Non rimarrebbe quindi che l'intervento dello Stato attraverso complesse alchimie amministrative tali da soddisfare le normative vigenti per poter assicurare quell'immissione di denaro indispensabile a evitare il definitivo fallimento. Operazione estrema, che tuttavia senza un totale cambiamento di rotta con rapidità nella gestione Alitalia, come nel gioco dell'oca rischierebbe di riportare la situazione al punto di partenza.

Sindacati e azienda torneranno domani 6 aprile al tavolo per una trattativa non stop fino al 13 aprile.
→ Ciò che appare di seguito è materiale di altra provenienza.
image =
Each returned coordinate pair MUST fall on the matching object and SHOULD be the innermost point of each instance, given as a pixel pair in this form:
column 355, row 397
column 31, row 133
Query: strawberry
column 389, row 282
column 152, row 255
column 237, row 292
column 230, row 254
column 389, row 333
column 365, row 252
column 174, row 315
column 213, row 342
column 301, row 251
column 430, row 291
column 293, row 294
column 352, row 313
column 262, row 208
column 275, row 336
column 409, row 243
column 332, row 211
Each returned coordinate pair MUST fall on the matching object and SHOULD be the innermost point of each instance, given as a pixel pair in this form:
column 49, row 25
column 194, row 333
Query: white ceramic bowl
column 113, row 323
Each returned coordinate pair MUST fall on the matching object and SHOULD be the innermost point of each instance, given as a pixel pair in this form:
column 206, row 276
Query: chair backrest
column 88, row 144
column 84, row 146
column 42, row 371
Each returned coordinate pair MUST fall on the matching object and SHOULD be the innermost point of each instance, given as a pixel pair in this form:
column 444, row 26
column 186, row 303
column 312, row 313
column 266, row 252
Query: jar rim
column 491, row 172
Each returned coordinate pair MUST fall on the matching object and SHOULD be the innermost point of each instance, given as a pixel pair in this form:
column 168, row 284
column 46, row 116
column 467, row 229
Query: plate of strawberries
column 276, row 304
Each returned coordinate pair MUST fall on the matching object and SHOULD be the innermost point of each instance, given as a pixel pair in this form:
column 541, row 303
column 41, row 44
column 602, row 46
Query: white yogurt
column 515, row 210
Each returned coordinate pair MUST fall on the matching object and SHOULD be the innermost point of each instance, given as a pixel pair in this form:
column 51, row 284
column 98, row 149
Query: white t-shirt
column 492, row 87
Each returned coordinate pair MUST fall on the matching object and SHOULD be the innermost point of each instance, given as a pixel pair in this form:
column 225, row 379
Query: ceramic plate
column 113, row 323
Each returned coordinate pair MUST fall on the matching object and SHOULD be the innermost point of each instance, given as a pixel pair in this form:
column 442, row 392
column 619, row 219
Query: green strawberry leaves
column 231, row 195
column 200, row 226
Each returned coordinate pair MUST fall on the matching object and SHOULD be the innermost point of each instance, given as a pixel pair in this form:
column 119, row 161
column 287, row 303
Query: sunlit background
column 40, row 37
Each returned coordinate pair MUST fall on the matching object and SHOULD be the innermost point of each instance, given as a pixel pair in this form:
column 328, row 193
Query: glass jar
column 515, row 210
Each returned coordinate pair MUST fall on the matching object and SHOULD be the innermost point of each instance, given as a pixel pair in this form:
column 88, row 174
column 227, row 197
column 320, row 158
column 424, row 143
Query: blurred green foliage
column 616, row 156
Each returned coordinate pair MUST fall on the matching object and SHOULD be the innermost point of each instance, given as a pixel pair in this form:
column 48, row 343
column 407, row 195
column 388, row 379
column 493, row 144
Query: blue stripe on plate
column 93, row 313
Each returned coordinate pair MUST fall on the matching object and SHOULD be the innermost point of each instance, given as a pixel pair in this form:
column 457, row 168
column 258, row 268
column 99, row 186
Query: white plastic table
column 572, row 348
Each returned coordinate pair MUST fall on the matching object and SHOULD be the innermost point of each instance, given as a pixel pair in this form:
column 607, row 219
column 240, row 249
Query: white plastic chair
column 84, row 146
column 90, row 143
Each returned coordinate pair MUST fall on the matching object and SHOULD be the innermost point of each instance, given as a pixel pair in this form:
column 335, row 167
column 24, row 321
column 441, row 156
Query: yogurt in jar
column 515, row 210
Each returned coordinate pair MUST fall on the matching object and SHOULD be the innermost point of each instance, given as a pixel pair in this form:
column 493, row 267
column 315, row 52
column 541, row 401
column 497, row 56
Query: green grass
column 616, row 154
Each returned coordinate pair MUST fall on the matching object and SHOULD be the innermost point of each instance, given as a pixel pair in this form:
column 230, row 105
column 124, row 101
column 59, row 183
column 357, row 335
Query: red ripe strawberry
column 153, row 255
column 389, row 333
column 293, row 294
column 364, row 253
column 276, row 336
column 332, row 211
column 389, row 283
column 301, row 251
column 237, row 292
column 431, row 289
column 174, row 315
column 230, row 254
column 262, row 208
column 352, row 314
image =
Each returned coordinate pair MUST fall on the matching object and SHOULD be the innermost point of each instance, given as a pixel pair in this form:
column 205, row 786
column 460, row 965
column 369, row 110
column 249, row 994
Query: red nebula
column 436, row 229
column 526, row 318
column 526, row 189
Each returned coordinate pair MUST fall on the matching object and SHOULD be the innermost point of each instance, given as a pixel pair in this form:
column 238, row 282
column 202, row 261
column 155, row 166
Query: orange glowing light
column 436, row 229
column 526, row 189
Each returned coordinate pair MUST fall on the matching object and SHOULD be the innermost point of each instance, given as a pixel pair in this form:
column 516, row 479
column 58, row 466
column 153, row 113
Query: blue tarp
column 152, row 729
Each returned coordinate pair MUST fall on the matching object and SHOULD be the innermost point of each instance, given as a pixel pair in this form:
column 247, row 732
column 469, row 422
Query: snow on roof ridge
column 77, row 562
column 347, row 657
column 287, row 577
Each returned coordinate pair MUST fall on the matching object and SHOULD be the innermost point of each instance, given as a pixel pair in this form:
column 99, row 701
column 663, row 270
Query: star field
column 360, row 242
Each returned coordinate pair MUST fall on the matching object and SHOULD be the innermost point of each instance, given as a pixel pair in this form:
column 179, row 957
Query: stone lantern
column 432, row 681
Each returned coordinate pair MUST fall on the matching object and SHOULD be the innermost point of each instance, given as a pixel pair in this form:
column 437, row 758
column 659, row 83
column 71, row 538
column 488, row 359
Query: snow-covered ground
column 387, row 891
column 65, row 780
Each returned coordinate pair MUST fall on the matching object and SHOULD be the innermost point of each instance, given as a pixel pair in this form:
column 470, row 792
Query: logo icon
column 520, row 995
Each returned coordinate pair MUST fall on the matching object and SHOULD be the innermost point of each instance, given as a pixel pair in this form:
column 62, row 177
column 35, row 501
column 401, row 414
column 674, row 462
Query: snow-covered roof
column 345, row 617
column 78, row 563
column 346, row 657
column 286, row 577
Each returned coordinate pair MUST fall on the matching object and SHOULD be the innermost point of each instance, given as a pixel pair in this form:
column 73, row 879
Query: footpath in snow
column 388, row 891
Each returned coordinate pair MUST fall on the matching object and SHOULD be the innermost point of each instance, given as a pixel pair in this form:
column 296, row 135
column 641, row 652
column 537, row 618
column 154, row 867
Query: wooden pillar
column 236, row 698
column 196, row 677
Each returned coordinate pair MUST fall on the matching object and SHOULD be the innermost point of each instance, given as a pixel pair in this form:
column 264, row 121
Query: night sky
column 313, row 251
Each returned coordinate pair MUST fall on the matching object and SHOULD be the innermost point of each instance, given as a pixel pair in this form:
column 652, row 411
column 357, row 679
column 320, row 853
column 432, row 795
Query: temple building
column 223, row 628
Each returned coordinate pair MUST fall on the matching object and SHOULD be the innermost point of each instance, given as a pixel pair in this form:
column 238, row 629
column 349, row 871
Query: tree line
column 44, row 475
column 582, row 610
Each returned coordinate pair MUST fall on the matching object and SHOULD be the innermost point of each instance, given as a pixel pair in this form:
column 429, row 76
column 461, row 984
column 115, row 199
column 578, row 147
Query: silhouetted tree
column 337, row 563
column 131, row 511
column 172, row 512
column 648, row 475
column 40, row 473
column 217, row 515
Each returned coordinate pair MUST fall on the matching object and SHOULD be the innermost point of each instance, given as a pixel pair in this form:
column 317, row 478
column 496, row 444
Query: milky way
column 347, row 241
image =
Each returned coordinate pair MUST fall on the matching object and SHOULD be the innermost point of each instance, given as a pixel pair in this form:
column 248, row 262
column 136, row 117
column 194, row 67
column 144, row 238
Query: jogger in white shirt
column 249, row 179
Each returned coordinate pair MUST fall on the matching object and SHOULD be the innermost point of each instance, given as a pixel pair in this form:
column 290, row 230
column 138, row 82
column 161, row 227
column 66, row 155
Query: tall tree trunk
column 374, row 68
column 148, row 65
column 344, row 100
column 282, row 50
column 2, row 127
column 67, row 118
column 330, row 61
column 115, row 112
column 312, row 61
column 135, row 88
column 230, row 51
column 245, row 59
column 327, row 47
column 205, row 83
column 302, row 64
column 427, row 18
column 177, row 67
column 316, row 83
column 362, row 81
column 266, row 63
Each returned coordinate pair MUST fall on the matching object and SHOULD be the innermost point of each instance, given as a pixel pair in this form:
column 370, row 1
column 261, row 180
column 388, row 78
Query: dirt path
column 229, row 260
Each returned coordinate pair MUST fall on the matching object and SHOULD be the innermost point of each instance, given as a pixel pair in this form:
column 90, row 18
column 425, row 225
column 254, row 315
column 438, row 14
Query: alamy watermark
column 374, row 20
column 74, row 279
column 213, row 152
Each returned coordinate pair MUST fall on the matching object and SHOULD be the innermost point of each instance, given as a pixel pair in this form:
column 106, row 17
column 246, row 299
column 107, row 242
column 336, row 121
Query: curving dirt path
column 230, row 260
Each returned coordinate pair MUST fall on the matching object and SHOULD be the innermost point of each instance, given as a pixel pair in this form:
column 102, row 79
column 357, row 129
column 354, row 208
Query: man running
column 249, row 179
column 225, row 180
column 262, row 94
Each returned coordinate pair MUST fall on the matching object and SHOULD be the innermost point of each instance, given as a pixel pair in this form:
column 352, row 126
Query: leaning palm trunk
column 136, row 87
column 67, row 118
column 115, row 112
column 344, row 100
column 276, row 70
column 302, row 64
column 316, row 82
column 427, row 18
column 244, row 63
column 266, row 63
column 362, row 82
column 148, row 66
Alitalia e sindacati si incontreranno di nuovo per riprendere il confronto sul piano industriale venerdì mattina, 7 aprile, al Ministero dello Sviluppo Economico.

"Ora (dopo lo sciopero di oggi, n.d.r.) è più chiaro che non è accettabile proseguire con una trattativa il cui esito si vorrebbe già precostituito con il taglio di lavoro e salari - afferma una nota Uiltrasporti – e si chiede agli azionisti della compagnia e al Governo di fare la propria parte per modificare il piano industriale, affinchè sia di vero rilancio e non di mera sopravvivenza, con investimenti e programmi realistici e credibili"

"Non è accettabile che i dipendenti Alitalia che finora hanno garantito la sicurezza e la qualità dei servizi - continua la nota - paghino gli errori commessi dai vertici. Invitiamo pertanto il Governo e gli azionisti a verificare attivamente i veri costi che rendono Alitalia non competitiva sul mercato".

Un'ostinazione che non promette nulla di buono, comunque una bella gatta da pelare per il Governo.